苍遨听了药芝理這番话便有些着急起来,愤愤地說:“我就說那個混蛋肯定是用了禁术,這人怎么這么歹毒,杀人就杀人,封人神魂做什么?别叫小爷我找到他,不然小爷非叫他求生不得求死不能。”
龙渊原本也正在为神魂裡的禁制发愁,听见苍遨嚷嚷反倒過来安慰它說:“小白,算啦,家主說了,這道禁制在我神魂裡,虽然外力不太好破解,但我自己却不是拿這道禁制全无办法,日后我勤加修炼,還是有机会化解的。”
龙渊說着伸手揉了揉苍遨的脑袋道:“你我怨气虽然有根,却不深重,說明這人跟我們并沒什么深仇大恨,是否真是用了禁术也不好說,倒不用這么耿耿于怀,不然反而助长了怨气。”
药芝理听了他的這番话,也点头說道:“的确,你若是神魂足够强大的话,這道禁制倒是有可能破开,只是恐怕得花上不少時間。另外,你所說的怨气一事也需要小心对待。不過,你们俩這次去界河裡折腾了一趟,虽然神魂是受了些损伤,但怨气也被洗掉了不少,也算是因祸得福了吧。”
之后几人又商议了一番,发现对于這道禁制,的确沒有什么好的破解办法,也只能作罢,龙渊向药芝理行了一礼道谢,然后就带着苍遨告辞回去了。

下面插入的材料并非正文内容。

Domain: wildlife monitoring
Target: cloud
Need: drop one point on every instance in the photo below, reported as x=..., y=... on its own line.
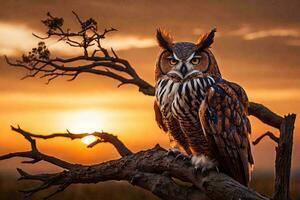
x=16, y=38
x=280, y=32
x=249, y=33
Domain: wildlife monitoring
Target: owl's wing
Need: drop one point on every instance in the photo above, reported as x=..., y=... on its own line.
x=159, y=117
x=223, y=115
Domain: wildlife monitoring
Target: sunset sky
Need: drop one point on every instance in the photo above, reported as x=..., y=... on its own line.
x=257, y=45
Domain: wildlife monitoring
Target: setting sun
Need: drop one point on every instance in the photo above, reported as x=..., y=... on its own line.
x=83, y=121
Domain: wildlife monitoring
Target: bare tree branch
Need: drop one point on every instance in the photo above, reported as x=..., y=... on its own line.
x=150, y=169
x=268, y=133
x=102, y=137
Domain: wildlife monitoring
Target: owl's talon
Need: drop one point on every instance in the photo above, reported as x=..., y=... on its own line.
x=203, y=164
x=188, y=158
x=180, y=156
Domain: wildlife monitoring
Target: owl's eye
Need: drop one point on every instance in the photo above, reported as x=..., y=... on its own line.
x=173, y=61
x=195, y=61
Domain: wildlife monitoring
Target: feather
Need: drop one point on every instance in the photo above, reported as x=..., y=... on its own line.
x=206, y=41
x=164, y=39
x=228, y=140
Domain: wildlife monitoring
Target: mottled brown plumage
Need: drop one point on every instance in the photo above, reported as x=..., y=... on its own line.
x=205, y=114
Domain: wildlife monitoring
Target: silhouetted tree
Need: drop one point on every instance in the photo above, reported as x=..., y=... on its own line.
x=150, y=169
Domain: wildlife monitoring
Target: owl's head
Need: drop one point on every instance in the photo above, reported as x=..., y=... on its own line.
x=181, y=60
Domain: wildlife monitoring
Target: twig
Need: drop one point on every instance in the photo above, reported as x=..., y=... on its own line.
x=268, y=133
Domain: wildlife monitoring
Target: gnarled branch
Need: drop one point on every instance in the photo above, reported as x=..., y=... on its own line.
x=150, y=169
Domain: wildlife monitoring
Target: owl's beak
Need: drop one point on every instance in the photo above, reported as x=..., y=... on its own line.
x=183, y=70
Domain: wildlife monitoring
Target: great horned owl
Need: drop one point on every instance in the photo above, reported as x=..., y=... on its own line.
x=205, y=114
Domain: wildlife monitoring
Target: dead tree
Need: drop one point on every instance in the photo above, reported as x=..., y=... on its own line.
x=150, y=169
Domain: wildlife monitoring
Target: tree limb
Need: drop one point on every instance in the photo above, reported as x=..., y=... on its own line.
x=268, y=133
x=151, y=169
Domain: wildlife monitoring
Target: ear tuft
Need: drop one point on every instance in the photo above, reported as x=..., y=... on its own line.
x=164, y=39
x=206, y=41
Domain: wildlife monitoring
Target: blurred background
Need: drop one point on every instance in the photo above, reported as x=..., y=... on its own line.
x=257, y=45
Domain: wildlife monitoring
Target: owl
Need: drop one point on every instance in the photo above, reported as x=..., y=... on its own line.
x=205, y=114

此后龙渊修炼得越发刻苦,但神魂裡的禁制却一直未见到有明显松动,龙渊心裡虽然着急,可也沒有别的办法,只能自我安慰毕竟自己才开始修炼,时日不够,只要自己继续努力修炼,日积月累,终究有一天能破解开禁制。
转眼又是一年過去了,中元又至,虽然龙渊知道自己的莲舟多半不能靠岸,可還是心存侥幸地去了界河。结果,果不其然,众人莲舟走后,他的莲舟才姗姗来迟,出了水面便徘徊不前。
龙渊在河边犹豫了一阵,還是忍不住又去了界河裡想靠近莲舟,最后虽然无功而返,但却比上一年游出去远了一些。
回来休养了一段時間之后,龙渊更是惊喜地发现那道禁制竟然也有所松动,虽然他還是沒能记起過往的事情,但禁制松动這件事却给了他不少希望,想着這样坚持下去,总有一天,自己能够游到莲舟边,又或者,說不定哪天禁制因此破解了,莲舟自然就能靠岸了。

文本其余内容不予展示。